08/03/2024
Celebrate International Women's Day with us on 9th March in St Bartholomew's Church in our concert, Assisted by Angels Women Composers from Bingen to Bingham. We hope to see you there and please join us for a glass of wine after the concert. Tickets on the door: €20, conc. €15, students €5, all including a glass of wine or soft drink afterwards.

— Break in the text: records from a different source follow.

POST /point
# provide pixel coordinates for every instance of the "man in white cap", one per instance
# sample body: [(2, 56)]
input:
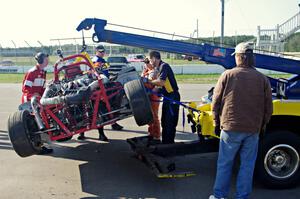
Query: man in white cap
[(242, 106)]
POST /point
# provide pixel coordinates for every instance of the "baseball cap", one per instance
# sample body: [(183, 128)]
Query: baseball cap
[(39, 57), (244, 47), (100, 48)]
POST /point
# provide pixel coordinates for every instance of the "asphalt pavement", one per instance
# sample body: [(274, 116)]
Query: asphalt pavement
[(94, 169)]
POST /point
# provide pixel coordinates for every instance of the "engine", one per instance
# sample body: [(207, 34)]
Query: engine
[(74, 95)]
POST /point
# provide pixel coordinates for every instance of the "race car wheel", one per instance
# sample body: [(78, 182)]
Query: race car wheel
[(139, 102), (21, 125)]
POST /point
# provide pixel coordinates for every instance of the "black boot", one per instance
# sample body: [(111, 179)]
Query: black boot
[(45, 150), (102, 136), (116, 126), (81, 136)]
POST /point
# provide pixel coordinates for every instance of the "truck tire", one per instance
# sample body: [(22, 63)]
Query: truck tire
[(278, 163), (139, 102), (20, 126)]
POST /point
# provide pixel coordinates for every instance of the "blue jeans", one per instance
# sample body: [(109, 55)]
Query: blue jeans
[(231, 143)]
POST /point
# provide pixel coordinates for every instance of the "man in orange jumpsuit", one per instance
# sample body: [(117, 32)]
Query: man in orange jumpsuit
[(152, 73)]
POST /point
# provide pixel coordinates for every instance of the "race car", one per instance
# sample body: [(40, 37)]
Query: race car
[(77, 101)]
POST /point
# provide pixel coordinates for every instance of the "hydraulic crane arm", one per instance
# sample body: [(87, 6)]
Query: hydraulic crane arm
[(206, 52)]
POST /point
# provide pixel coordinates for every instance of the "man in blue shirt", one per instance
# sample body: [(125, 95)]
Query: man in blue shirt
[(169, 89), (100, 62)]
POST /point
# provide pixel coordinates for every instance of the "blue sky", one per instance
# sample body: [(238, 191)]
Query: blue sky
[(33, 20)]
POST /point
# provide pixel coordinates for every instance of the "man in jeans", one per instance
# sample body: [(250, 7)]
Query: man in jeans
[(242, 106)]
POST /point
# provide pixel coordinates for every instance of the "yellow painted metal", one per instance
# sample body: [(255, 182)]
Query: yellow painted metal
[(205, 119), (176, 175), (286, 107)]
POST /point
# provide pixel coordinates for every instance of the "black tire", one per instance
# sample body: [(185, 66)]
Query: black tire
[(20, 125), (278, 164), (139, 102)]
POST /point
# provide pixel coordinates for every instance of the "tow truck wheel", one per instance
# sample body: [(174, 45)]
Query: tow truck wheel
[(278, 162), (139, 102), (20, 126), (64, 139)]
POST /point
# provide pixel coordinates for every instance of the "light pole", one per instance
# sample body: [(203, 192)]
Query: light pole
[(15, 50), (222, 22), (31, 50)]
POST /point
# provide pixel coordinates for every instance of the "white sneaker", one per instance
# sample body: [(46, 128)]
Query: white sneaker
[(213, 197)]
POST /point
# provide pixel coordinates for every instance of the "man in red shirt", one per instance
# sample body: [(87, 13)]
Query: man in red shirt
[(34, 84), (35, 79)]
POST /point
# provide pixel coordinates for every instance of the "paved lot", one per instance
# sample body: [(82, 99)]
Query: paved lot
[(92, 169)]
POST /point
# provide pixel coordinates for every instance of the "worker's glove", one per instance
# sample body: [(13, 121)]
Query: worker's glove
[(145, 79), (218, 130)]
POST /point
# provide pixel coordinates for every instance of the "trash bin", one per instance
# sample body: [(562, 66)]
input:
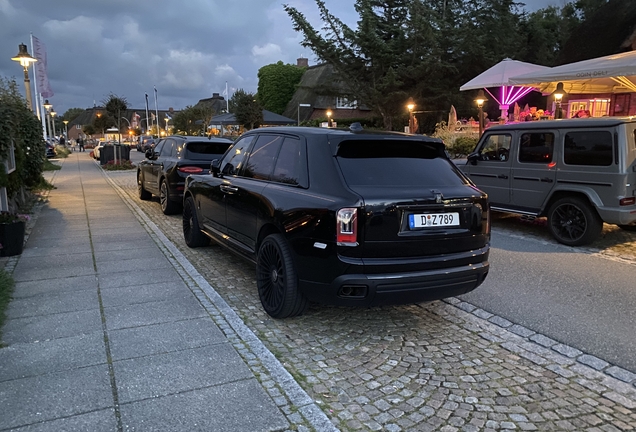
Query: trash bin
[(107, 153)]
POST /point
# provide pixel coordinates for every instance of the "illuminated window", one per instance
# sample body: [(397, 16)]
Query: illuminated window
[(344, 103)]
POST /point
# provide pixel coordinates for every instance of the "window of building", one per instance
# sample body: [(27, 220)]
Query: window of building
[(536, 147), (595, 107), (588, 148), (344, 103), (496, 148)]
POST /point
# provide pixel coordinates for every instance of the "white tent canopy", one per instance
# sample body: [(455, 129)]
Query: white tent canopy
[(498, 76), (610, 74)]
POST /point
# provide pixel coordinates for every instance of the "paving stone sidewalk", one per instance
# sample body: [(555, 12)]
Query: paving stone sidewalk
[(438, 366), (110, 330)]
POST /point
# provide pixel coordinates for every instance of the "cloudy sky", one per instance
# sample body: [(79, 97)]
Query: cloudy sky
[(187, 49)]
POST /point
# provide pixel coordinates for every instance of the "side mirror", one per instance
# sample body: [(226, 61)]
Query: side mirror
[(215, 167)]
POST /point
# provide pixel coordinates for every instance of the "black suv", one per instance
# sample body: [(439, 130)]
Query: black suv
[(166, 166), (343, 217)]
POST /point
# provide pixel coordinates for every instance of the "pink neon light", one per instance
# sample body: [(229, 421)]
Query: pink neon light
[(510, 94)]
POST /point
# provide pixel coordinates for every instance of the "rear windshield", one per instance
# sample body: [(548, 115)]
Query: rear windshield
[(205, 150), (396, 163)]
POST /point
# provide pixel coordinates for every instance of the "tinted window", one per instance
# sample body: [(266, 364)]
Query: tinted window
[(288, 165), (588, 148), (159, 147), (262, 157), (395, 163), (536, 147), (232, 161), (496, 148), (204, 149)]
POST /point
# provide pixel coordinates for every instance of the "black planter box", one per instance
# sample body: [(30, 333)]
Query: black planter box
[(12, 238), (107, 153)]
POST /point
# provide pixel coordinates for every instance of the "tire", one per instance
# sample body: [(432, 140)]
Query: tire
[(167, 205), (277, 280), (192, 234), (144, 195), (574, 222), (628, 227)]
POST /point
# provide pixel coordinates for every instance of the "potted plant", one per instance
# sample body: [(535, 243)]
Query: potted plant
[(12, 233)]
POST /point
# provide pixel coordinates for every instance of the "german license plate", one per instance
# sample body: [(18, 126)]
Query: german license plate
[(430, 220)]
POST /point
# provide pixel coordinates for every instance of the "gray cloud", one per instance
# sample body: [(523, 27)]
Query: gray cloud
[(188, 49)]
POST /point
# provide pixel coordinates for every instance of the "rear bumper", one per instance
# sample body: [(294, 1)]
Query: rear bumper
[(617, 215), (396, 288)]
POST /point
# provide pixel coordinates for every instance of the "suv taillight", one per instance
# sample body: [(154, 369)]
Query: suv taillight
[(347, 227), (628, 201)]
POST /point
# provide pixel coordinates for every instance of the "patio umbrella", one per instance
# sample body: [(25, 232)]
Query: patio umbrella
[(498, 76)]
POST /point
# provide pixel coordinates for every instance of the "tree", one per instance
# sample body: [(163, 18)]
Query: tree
[(72, 113), (277, 84), (246, 109), (22, 130)]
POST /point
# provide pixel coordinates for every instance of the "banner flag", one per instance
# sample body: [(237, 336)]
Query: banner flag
[(39, 52)]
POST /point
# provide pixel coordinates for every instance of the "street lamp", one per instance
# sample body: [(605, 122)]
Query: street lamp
[(301, 105), (480, 99), (53, 114), (24, 58), (411, 105), (558, 98), (47, 106)]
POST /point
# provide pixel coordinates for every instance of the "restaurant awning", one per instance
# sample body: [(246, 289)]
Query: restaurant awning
[(610, 74)]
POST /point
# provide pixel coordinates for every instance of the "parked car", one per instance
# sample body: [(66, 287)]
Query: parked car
[(166, 166), (343, 217), (579, 173)]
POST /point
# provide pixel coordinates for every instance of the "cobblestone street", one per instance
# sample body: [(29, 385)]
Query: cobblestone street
[(442, 365)]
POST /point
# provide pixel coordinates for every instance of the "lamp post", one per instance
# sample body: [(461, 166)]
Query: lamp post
[(411, 106), (301, 105), (480, 99), (53, 114), (47, 107), (25, 59), (558, 98)]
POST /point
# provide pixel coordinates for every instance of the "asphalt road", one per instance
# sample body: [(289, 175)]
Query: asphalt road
[(580, 299)]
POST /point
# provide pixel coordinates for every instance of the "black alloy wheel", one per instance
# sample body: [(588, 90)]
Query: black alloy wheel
[(144, 195), (573, 222), (167, 205), (277, 280), (191, 230)]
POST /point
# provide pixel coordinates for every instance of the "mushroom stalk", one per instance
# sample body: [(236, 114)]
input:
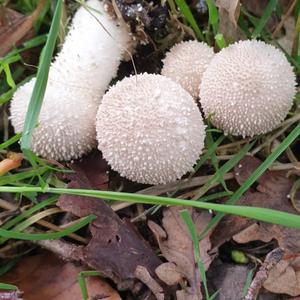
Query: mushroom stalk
[(78, 78)]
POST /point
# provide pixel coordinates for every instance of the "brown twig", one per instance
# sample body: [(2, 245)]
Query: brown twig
[(270, 262)]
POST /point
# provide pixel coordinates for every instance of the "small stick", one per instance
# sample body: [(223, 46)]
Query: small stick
[(261, 276)]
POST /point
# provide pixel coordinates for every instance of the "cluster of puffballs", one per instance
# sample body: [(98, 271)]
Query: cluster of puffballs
[(148, 126)]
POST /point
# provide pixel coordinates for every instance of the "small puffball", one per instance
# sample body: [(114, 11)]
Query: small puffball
[(78, 78), (186, 62), (149, 129), (248, 88)]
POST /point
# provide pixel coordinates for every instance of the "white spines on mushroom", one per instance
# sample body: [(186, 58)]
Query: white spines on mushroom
[(78, 78), (186, 62), (149, 129), (248, 88)]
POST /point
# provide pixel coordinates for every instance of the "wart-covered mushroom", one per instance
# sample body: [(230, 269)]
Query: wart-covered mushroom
[(186, 62), (78, 78), (149, 129), (248, 88)]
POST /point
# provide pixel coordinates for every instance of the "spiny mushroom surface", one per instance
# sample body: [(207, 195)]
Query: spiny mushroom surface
[(77, 80), (248, 88), (149, 129), (186, 62)]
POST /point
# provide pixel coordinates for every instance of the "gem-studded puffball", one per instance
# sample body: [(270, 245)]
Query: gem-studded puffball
[(186, 62), (149, 129), (248, 88), (78, 78)]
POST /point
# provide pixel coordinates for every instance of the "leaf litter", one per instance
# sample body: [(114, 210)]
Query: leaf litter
[(55, 280), (272, 192), (177, 248), (120, 253), (115, 249)]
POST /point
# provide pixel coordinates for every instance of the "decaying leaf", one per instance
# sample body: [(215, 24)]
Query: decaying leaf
[(11, 295), (168, 273), (115, 249), (272, 192), (44, 276), (229, 279), (176, 246), (285, 278)]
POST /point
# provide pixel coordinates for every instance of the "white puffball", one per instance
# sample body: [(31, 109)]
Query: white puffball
[(149, 129), (78, 78), (186, 62), (248, 88)]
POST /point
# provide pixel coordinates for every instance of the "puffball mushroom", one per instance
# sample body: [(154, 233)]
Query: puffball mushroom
[(186, 62), (248, 88), (78, 78), (149, 129)]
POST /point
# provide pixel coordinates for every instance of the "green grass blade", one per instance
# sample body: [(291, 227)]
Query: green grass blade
[(213, 15), (213, 158), (194, 236), (185, 10), (256, 174), (11, 141), (27, 213), (38, 93), (224, 169), (81, 280), (264, 19), (15, 178), (260, 214), (10, 234)]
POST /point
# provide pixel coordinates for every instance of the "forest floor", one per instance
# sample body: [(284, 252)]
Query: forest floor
[(160, 242)]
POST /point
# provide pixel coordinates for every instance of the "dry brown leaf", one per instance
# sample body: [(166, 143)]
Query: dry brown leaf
[(15, 28), (229, 279), (115, 249), (272, 192), (11, 295), (13, 161), (285, 278), (176, 246), (46, 277), (168, 273)]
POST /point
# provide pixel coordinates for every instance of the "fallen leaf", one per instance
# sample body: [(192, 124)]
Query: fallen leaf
[(272, 192), (229, 279), (11, 295), (168, 273), (15, 27), (46, 277), (13, 161), (285, 278), (115, 249), (176, 246)]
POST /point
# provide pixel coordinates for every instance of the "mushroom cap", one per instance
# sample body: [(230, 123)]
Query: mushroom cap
[(248, 88), (66, 129), (149, 129), (186, 62), (77, 80)]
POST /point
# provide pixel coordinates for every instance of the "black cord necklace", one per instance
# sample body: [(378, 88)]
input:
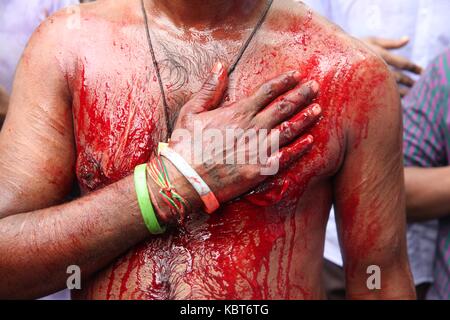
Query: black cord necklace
[(230, 70)]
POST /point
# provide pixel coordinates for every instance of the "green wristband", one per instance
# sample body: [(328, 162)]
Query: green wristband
[(145, 204)]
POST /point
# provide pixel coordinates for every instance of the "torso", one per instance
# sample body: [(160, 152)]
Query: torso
[(267, 245)]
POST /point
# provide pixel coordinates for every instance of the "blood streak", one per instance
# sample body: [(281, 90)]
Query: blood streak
[(264, 245)]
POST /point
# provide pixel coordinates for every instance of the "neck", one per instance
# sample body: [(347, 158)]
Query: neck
[(206, 13)]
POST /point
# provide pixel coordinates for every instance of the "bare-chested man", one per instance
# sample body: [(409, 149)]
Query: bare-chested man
[(87, 108)]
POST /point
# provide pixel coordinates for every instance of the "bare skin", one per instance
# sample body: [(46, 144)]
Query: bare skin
[(400, 65), (4, 102), (427, 193), (266, 245)]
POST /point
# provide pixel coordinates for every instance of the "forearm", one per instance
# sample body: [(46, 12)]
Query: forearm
[(37, 247), (427, 193), (4, 102)]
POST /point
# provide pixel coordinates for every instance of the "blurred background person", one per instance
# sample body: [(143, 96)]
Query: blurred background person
[(18, 20), (427, 154), (408, 35)]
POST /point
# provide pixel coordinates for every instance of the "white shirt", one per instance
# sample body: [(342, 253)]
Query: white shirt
[(425, 23)]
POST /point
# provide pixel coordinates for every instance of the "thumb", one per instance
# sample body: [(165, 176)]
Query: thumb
[(212, 90)]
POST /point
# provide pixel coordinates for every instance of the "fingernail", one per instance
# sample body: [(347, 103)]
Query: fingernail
[(317, 110), (218, 67)]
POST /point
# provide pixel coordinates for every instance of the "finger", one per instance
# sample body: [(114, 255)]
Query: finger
[(401, 63), (286, 106), (272, 89), (389, 43), (403, 79), (288, 155), (292, 129), (212, 91)]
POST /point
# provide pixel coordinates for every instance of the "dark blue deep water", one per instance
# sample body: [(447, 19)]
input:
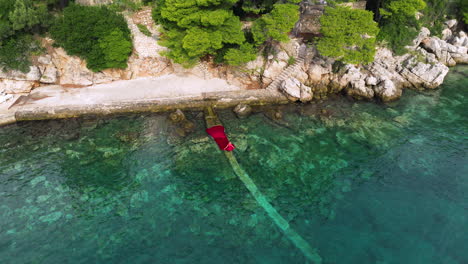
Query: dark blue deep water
[(360, 182)]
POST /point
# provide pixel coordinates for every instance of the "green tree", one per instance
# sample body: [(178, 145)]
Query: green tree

Imogen Holst was born in Richmond, Surrey, in 1907 and educated at St Paul’s Girls’ School, where her father, Gustav Holst, was director of music. She worked with Herbert Howells before entering the Royal College of Music in 1926 to study with Ralph Vaughan Williams among others. She gained several awards for composition, In January 1940 Holst was appointed by Sir Walford Davies to be one of six musicians charged with inspiring and organizing musical activities among civilians in rural areas. The scheme, originally funded by the Pilgrim Trust, was taken over by the newly formed Council for the Encouragement of Music and the Arts, forerunner of the Arts Council of Great Britain. Holst’s region was southwest England where she worked heroically but by July 1942 she was completely exhausted and had to resign. In 1952 Britten asked her to come to Aldeburgh to help with his opera Gloriana, she unhesitatingly accepted. She had first met him and Peter Pears at Dartington in the 1940s, and mutual respect for each other’s musicianship and gifts led to real friendship. She lived in Aldeburgh for the rest of her life, initially working closely with Britten both as his music assistant and for the Aldeburgh Festival, of which she was an artistic director from 1956 to 1977. On her arrival in Suffolk, Pears asked her to form and conduct a chamber choir of young singers in London; with this group, the Purcell Singers, she gave concerts and broadcasts of works ranging from seldom heard medieval music to twentieth century pieces. In 1964 Imogen Holst relinquished her work for Britten to concentrate on the music of Gustav Holst, for which she felt uniquely responsible.